A geometric sequence is one in which the common ratio of any two successive terms is the same. Multiplying the first term with the common ratio gives the second term and multiplying the second term with the common ratio gives the third term and so on.

**For example:** 2, 4, 8, 16, 32, 64…

Here, the common ratio between any two successive terms is 2.

**Geometric Sequence**

3. Harmonic Sequence:

A sequence is said to be a harmonic sequence if the reciprocals of the terms are in an arithmetic sequence.

**For example:** $\frac{1}{5}, \frac{1}{10}, \frac{1}{15}, \frac{1}{20}, \frac{1}{25}, \frac{1}{30},....$

If you take the reciprocals of each term in this sequence, we get 5, 10, 15, 20, 25, 30, … which are in an arithmetic sequence.

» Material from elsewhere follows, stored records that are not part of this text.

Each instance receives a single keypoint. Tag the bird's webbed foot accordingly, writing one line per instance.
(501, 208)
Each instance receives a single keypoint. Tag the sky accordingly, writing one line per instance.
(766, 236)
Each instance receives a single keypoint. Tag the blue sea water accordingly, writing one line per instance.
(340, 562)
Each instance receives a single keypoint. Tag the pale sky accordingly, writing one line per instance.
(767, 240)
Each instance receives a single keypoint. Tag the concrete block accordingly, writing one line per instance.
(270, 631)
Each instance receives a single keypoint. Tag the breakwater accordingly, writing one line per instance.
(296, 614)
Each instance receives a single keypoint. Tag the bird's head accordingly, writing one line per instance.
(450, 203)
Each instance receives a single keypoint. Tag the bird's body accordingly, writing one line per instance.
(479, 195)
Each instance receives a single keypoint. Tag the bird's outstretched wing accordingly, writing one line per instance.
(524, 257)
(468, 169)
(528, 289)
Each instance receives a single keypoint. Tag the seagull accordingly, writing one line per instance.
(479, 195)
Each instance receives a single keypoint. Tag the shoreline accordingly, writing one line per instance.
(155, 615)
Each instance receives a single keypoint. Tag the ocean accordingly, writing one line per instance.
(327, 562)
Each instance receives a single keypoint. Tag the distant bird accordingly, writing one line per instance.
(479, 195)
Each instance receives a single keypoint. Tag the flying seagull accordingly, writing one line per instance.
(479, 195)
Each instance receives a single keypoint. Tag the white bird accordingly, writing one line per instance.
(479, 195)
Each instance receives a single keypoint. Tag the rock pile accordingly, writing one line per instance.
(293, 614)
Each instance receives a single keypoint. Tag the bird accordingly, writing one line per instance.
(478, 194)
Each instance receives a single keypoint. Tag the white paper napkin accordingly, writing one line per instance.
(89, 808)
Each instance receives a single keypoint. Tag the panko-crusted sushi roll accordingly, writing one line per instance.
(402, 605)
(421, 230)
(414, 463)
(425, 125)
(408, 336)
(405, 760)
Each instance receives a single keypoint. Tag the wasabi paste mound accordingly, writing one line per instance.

**4. Fibonacci Sequence:**

Fibonacci numbers are a fascinating number series in which each element is created by adding two preceding elements, with the sequence beginning with 0 and 1. The first term is 0 and the second term is 1. The third term will be obtained by adding the first and second term which is equal to 0+1 = 1. The fourth term will be equal to the sum of the third and second terms, i.e., 1 + 1 = 2, and so on.

**Fibonacci Sequence**

## Conclusion

Number sequencing is a process in a child's development of number sense. This is because it involves calculating, thinking, and reasoning. The steps, however, can be confusing to children. So, rather than forcing children to take a compulsive learning course, we can involve them in pleasant games and activities to make learning easier. Children can master arithmetic reasoning if they are familiar with numerical sequencing. To teach your young ones similar Maths topics in a fun way and help create a strong mathematical base, visit our website now.

## FAQs on What is a Sequence?

1. What is the definition of sequence?

A series is a collection of numbers that are arranged in a specific order. Each number in a sequence is referred to as a term. The position of each term in a sequence is numbered in order like the first term, second term, third term, and so on.

**Example of sequence:** 50,100, 150, 200, 250 ...

2. What is a finite and an infinite sequence?

**Finite sequence: **If a sequence has a finite number of terms, it is called a finite sequence. In any finite sequence, the first term and the last term are defined.

For example, 4, 8, 12, 16,...,64 is a finite sequence. We can see 4 is the first term and 64 is the last term of this finite sequence.

**Infinite sequence:** If a sequence has an infinite number of terms, it is called an infinite sequence. In any infinite sequence, there is no particular last term.

For example, 4, 8, 12, 16,........is an infinite sequence. Here, 4 is the first term. The dots at the end represent the sequence will continue infinitely and there will be no last term.

3. What are increasing and decreasing sequences?

**Increasing sequence:** An increasing sequence is a sequence in which each term is greater than the previous term.

For example, 3, 6, 9, 12, ….., 24.

**Decreasing sequence:** A decreasing sequence is a sequence in which each term is lesser than the previous term.

For example, 10, 9, 8, 7, 6, ….., -10.